Another point that Mark Ridley stresses is the evolution of drug resistance in HIV. “The increase in the frequency of drug-resistant HIV is almost certainly driven by natural selection” (Ridley, 2003). Reproduction, heredity, variation in individuals among the members of a population, and variation in the fitness of organisms are all characteristics that HIV possesses. A virus like HIV is prone to better and faster reproduction because it will develop the ability to resist drugs. Therefore, Ridley makes a point to prove that the HIV population when put in this type of situation evolves. Natural selection can cause adaptation or also cause a population to remain constant. Some features of HIV allow it to easily facilitate widespread resistance also due to its high mutation rate.

Another study was conducted, comparing “the rate of emergence of thymidine analogue mutations (TAMs) and major protease inhibitor mutations in adherent patients who remained on stable treatment with a thymidine analogue and/or protease inhibitor after the onset of virologic failure” (Goetz, 2006). This study proved that it was necessary to alternate the treatment plan in order to make it effective once again, “In patients kept on the same virologically regimen for a median of 6 months, there was considerable accumulation of drug resistance mutations” (Cozzi, 2007).
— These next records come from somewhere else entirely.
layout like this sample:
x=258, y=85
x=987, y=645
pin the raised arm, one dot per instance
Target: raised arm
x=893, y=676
The HIV became unaffected by a certain type of drug that was being used because it adapted to the environment it was being placed in. The virus evolved and as a result did not respond to the medicine whose purpose was to destroy the virus. Efforts are being made to find an alternative that will be more efficient; “The World Health Organization advocates a public-health approach rather than an individual-based approach to HIV treatment in order to make treatment more uniform and more available to all patients throughout the world” (Gilks, 2009). Both Ridley’s example and Goetz’s example prove that virus’s have the capability to evolve when they are exposed to the same drug over a period of time.

Mark Ridley’s example of the HIV virus portrays an example of adaptation. Ridley uses his knowledge to contribute to evolution by portraying how viruses can adapt and mutate. His study on HIV ties in perfectly will natural selection and evolution. Nearly all drugs currently used to treat this disease stop working after a period of usage and as a result cause AIDS.